Aktivite oranı da önemli
Genel aktiviteyi artırmak, ancak tempolu egzersiz oranını artırmamak, kalp hastalığı riskini daha fazla azaltmadı. Genel aktivite arttıkça ve tempolu fiziksel aktivite oranı arttıkça, kardiyovasküler hastalık oranı daha da azaldı.
Kalp hastalığı oranları yüzde 23 düşerken, orta-şiddetli fiziksel aktivite seviyeleri yüzde 20 arttı. Tempolu egzersiz miktarı yüzde 40 daha artırılırsa, kalp hastalığı oranları yüzde 40 düştü.

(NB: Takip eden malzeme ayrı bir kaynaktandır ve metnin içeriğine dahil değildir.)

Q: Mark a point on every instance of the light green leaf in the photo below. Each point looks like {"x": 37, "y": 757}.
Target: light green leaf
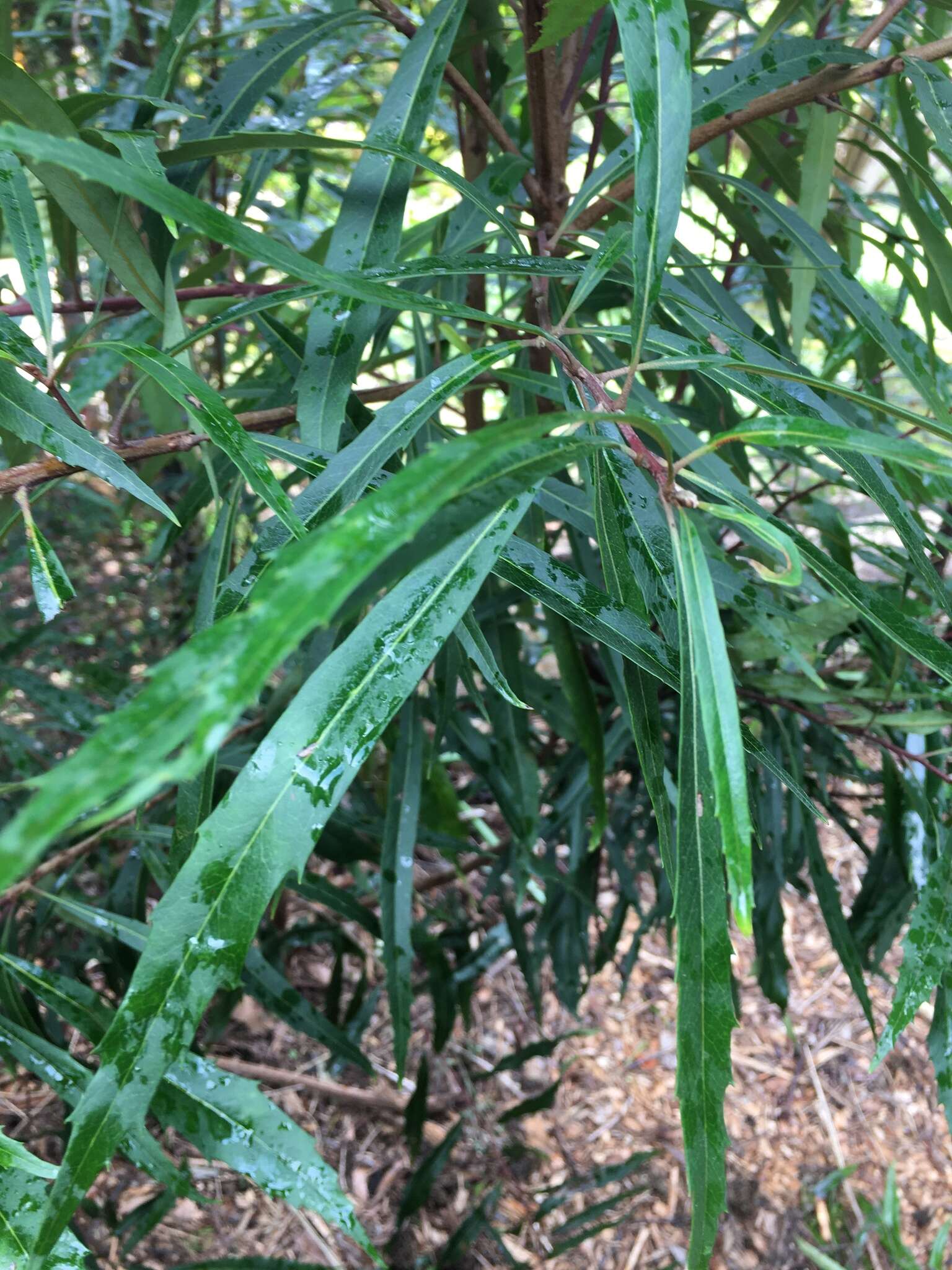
{"x": 367, "y": 229}
{"x": 266, "y": 828}
{"x": 14, "y": 1155}
{"x": 702, "y": 969}
{"x": 51, "y": 586}
{"x": 712, "y": 685}
{"x": 180, "y": 718}
{"x": 815, "y": 177}
{"x": 22, "y": 224}
{"x": 94, "y": 210}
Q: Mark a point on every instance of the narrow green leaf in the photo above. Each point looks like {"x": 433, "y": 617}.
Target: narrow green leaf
{"x": 267, "y": 827}
{"x": 250, "y": 75}
{"x": 560, "y": 588}
{"x": 225, "y": 1116}
{"x": 833, "y": 276}
{"x": 213, "y": 415}
{"x": 935, "y": 92}
{"x": 93, "y": 208}
{"x": 712, "y": 685}
{"x": 266, "y": 984}
{"x": 420, "y": 1185}
{"x": 167, "y": 732}
{"x": 415, "y": 1114}
{"x": 229, "y": 1118}
{"x": 244, "y": 143}
{"x": 564, "y": 17}
{"x": 367, "y": 229}
{"x": 702, "y": 970}
{"x": 579, "y": 694}
{"x": 730, "y": 87}
{"x": 927, "y": 953}
{"x": 655, "y": 43}
{"x": 27, "y": 239}
{"x": 14, "y": 1155}
{"x": 480, "y": 653}
{"x": 398, "y": 876}
{"x": 620, "y": 539}
{"x": 165, "y": 198}
{"x": 815, "y": 177}
{"x": 20, "y": 1203}
{"x": 350, "y": 471}
{"x": 51, "y": 585}
{"x": 796, "y": 431}
{"x": 38, "y": 419}
{"x": 544, "y": 1101}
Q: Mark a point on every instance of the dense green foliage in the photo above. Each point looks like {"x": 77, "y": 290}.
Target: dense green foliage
{"x": 575, "y": 486}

Morgan, “Fiziksel aktivite türü özel olarak araştırılmamış olsa da, mevcut alışkanlıkları değiştirmek veya yenilerini benimsemek, yaşam tarzınıza uygun olana göre seçilebilir” diye ekledi. Çalışma yazarları, aynı mesafeyi daha kısa sürede kat etmeye çalışarak hareketli aktivite oranını artırmayı önerdiler, örn. B. Daha hızlı yürümek veya eskisi gibi aynı sürede daha fazla aerobik yapmak. Ayrıca, genel aktivite seviyesinin hala önemli olduğunu ve birisi canlı aktivite seviyesini önemli miktarda artıramasa bile, düşük yoğunluklu egzersizin hala değerli olduğunu eklediler.
Aktivite oranını artırmanın yolları
Her iki doktor da çalışmanın en önemli bölümünün daha yüksek bir genel aktivite düzeyi elde etmek olduğu konusunda hemfikirdi. Brown Talaska, egzersiz yoğunluğunu artırmak isteyenler için birkaç yeni aktivite önerdi.
“Yoğun fiziksel aktivite örnekleri arasında koşma, yüzme turları, bireysel tenis ve ip atlama yer alır.” Ayrıca, “Hastalar, sağlık uzmanlarıyla işbirliği içinde, fiziksel aktiviteyi kademeli olarak artırmalıdır; Hiçbir şey yapmıyorsanız, bir şeyler yapın – muhtemelen hafif fiziksel aktivite. Bir şey yapıyorsanız – hafif fiziksel aktivite gibi, o zaman daha fazlasını yapın – orta veya şiddetli aktivite gibi. Bir sonraki seviyeyi hedefleyin! Kalbiniz size teşekkür edecek.”
Morgan da benzer tavsiyeler verdi. “Benim gibi bir yürüyüşçüyseniz, tempoyu artırmanın zamanı geldi. Benim gibi bir Pilates tutkunuysanız, kendinizi hareketlerin birkaç tekrarını yapmaya zorlayın. Kalp atış hızınızı artırın ve genel sağlığınızı iyileştirin. Kim bilir? Hatta bu süreçte birkaç kilo bile verebilirsiniz.”